Un silenzio imbarazzante cadde intorno a loro tre.

Probabilmente era la prima volta che si sentiva gettare il nome della famiglia sotto un autobus.

Sembra che la famiglia Howard vi tratti bene", disse Edward senza mezzi termini.

Sicuramente meglio di molti altri", rispose Evelyn, pensando al fratello.

Il nome di Percival Masterson balenò inaspettatamente nella mente di Edward, come un ricordo.

'...'

Frederick era ancora preso dalla questione del nome. Oh, uh...

Evelyn, infilate le scarpe, si alzò in piedi di fronte al vivace prato incorniciato dalle grandi finestre. La morbida luce estiva inondava il verde, ricco e vivo.

Chiamatemi Evelyn", concluse.

Evelyn Taylor.

Non importa dove si trovasse, non importa in quale mondo, lei sarebbe sempre stata Evelyn Taylor.

Frederick tirò un sospiro di sollievo e fece un leggero sorriso. Molto bene, maestra Evelyn".

Edward si fermò, lanciando un breve sguardo all'ingresso.

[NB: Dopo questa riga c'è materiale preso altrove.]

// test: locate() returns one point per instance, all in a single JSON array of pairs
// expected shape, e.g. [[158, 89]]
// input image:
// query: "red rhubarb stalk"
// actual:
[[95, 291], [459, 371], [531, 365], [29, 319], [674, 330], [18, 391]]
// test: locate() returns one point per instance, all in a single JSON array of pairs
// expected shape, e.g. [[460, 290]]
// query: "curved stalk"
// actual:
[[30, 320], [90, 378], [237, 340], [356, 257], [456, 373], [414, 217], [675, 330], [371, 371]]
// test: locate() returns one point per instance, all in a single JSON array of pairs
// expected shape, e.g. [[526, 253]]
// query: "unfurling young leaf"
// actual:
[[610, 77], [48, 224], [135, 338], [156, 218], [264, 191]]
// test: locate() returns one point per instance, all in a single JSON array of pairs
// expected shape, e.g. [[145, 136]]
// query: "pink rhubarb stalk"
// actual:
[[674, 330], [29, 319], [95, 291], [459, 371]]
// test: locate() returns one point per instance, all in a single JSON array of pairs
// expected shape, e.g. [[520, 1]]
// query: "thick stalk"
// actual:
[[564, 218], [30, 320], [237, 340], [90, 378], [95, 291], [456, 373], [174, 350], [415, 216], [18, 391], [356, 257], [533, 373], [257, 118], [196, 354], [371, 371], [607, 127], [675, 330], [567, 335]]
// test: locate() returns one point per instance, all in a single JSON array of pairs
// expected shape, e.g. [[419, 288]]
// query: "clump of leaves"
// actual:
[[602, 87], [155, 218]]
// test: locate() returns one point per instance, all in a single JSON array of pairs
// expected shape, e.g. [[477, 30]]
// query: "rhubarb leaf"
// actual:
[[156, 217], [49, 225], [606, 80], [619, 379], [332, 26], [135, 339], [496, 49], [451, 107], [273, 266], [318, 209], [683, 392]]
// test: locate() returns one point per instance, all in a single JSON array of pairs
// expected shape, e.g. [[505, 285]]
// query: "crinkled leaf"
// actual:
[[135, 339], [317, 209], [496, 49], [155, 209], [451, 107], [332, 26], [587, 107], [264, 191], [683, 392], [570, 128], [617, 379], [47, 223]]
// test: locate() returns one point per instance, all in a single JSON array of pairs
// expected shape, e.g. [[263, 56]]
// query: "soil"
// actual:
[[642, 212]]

Evelyn se ne stava lì, a bearsi della vitalità del giardino, con gli occhi che riflettevano la luminosità della luce del sole mattutino, viva e radiosa, più esuberante della rigogliosa crescita esterna.

Quando Edward lo guardò, lei si voltò verso di lui e gli rivolse un sorriso luminoso. I suoi occhi scuri brillavano con la luce del mattino, rari e preziosi come pietre preziose.

Edward la fissò per un attimo e poi, scuotendosi, riprese a camminare.

Fletcher Wood si mise al suo fianco, parlando in tono sommesso. "Signore, oggi passa Samuel della famiglia Mason".
Edward fece una pausa, ma il cambiamento fu abbastanza sottile che Fletcher non se ne accorse.

Abbassò lo sguardo, nascondendo la sua espressione. Probabilmente è qui per discutere del progetto Eastport. Prepara quello che ci serve".